Mainetti: dai cortometraggi Basette e Tiger Boy al successo

In questo focus metteremo una lente di ingrandimento sui primi lavori di Gabriele Mainetti. Lavori che hanno da subito mostrato il suo straordinario talento. Non avremo il tempo di esplorarli tutti, ma ci concentreremo sui due cortometraggi di maggior successo: Basette e Tiger Boy.

Gabriele Mainetti: gli inizi

Figlio dell’imprenditore Valter Mainetti, Gabriele si laurea in Storia e Critica del Cinema. Negli anni, frequenta corsi di regia, direzione della fotografia, produzione e sceneggiatura a New York. Dopo i primi cortometraggi Itinerario tra suono e immagine (2003), Il produttore (2004) e Ultima spiaggia (2005), nel 2008 arriva Basette, con un cast d’eccezione: Valerio Mastandrea, Marco Giallini, Daniele Liotti e Luisa Ranieri.
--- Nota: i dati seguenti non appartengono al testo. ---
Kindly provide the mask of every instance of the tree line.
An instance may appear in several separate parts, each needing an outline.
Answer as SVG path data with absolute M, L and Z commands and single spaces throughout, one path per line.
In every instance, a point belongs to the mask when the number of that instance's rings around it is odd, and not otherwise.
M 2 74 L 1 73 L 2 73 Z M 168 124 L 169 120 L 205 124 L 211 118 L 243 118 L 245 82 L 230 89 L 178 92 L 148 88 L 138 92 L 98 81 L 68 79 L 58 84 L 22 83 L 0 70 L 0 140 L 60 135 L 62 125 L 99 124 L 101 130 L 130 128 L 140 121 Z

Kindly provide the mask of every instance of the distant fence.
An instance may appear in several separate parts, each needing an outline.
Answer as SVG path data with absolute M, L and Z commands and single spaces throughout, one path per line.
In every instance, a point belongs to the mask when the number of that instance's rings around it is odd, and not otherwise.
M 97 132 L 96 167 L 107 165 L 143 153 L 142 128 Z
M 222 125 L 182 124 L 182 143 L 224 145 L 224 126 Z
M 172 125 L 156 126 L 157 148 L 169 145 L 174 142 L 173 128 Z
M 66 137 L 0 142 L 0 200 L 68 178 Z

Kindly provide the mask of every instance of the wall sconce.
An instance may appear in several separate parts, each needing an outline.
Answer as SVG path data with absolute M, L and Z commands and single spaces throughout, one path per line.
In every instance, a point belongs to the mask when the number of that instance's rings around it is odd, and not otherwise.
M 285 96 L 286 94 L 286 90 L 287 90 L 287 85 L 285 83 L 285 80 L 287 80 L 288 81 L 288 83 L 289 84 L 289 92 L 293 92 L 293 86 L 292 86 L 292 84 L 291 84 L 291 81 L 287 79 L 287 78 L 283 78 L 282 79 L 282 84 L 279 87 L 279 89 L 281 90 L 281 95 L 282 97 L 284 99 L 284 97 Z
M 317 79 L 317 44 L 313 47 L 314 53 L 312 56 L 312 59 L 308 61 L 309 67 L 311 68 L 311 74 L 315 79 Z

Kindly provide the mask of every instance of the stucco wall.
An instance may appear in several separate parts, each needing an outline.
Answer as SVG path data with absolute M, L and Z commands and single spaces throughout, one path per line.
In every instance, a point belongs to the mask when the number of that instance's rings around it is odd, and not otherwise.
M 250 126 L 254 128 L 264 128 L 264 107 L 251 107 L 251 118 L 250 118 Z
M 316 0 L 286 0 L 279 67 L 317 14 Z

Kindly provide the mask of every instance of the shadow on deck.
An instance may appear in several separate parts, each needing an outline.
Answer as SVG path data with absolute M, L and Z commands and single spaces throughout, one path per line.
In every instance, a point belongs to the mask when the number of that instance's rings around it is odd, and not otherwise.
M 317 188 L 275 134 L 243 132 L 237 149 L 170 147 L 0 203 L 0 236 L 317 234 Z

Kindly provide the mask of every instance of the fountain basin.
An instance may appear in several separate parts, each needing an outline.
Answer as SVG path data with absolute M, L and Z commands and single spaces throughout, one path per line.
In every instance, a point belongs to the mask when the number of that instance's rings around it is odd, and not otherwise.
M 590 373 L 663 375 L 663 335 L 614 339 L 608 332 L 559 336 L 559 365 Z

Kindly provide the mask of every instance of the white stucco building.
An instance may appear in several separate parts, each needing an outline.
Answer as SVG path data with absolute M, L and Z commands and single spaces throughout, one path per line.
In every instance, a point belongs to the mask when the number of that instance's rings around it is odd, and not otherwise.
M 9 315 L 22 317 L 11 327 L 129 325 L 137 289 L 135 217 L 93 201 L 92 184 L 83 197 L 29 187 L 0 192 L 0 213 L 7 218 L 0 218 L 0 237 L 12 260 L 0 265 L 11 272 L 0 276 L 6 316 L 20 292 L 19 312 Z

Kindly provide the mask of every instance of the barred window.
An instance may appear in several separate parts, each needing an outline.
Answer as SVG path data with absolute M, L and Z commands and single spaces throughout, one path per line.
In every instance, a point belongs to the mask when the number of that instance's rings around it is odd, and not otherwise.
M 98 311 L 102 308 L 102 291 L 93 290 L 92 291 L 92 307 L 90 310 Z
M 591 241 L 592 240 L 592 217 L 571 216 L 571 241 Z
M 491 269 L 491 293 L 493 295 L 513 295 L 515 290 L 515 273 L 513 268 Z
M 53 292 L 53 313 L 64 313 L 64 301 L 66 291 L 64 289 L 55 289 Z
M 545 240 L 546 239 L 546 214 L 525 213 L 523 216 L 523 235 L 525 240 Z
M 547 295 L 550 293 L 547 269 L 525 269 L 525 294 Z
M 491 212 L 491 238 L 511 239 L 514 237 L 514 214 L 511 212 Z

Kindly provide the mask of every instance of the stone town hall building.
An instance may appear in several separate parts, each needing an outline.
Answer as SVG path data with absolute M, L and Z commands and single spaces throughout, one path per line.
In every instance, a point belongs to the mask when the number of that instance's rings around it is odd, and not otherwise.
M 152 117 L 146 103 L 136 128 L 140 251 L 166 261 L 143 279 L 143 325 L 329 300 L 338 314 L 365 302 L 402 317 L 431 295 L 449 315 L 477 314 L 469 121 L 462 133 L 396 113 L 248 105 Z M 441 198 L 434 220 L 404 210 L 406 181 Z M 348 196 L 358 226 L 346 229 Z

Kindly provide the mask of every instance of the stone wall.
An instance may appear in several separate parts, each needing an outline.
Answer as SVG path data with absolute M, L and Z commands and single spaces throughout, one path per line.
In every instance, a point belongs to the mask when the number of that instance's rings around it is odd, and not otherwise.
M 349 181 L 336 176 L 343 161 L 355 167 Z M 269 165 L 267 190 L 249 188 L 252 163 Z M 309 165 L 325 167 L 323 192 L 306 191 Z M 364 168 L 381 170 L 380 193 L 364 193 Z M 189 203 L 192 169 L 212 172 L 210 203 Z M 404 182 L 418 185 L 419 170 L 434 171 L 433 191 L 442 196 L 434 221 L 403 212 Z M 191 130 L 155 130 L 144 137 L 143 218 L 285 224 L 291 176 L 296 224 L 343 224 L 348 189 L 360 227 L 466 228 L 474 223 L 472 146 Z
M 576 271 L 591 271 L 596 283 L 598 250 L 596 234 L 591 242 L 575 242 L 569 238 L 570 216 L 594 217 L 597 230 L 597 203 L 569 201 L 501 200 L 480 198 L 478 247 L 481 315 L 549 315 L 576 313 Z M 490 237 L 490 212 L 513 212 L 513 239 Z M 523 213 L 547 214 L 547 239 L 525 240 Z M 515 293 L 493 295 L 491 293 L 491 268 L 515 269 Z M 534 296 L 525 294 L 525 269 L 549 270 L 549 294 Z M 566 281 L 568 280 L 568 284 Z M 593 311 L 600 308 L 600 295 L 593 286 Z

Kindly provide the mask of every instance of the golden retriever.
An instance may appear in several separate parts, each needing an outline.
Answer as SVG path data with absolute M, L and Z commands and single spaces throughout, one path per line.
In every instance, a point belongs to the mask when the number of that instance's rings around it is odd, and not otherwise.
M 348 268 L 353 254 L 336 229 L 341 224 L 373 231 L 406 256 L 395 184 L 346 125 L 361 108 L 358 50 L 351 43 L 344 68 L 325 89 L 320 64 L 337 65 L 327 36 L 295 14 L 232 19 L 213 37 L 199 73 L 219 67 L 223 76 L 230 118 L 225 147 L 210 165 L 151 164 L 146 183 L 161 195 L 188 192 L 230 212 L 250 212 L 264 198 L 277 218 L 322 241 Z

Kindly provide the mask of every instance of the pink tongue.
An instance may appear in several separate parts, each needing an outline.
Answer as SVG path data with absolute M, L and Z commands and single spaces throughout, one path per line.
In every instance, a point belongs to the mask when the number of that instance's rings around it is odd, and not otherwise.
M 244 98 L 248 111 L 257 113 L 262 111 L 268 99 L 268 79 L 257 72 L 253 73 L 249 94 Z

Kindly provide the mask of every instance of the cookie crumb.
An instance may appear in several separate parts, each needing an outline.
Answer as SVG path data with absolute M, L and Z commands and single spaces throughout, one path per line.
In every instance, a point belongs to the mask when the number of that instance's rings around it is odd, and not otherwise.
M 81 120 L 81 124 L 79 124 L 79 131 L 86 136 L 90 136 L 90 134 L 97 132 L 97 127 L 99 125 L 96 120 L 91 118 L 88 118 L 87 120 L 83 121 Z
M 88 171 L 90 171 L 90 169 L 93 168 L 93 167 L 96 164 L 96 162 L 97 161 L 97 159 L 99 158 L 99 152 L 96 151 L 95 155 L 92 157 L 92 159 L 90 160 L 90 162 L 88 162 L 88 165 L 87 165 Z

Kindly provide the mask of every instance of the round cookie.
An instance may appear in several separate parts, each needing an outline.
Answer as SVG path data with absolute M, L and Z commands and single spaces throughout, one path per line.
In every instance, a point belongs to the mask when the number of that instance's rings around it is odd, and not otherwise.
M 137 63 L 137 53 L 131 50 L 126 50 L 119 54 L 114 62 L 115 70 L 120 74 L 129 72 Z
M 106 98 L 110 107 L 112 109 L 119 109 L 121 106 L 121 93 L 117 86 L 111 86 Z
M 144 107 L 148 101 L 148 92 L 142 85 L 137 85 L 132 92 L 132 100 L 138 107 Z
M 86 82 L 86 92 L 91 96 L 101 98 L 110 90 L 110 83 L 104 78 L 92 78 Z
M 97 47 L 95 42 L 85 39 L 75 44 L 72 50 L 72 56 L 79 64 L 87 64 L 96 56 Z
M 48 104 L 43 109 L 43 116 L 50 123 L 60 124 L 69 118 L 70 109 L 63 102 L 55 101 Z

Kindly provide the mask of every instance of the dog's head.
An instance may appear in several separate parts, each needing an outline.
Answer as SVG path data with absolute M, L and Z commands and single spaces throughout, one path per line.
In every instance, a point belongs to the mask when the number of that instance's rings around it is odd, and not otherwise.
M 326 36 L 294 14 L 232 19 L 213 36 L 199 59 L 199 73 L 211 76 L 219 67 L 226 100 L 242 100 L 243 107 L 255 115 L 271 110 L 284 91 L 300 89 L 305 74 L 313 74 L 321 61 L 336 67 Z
Questo cortometraggio consacra Mainetti tra le nuove leve più talentuose del cinema italiano.

Basette partecipa a oltre 50 festival internazionali, tra cui il Locarno Film Festival, ed è candidato al Nastro d’Argento 2008, dove riceve una menzione speciale per la sceneggiatura e i migliori attori.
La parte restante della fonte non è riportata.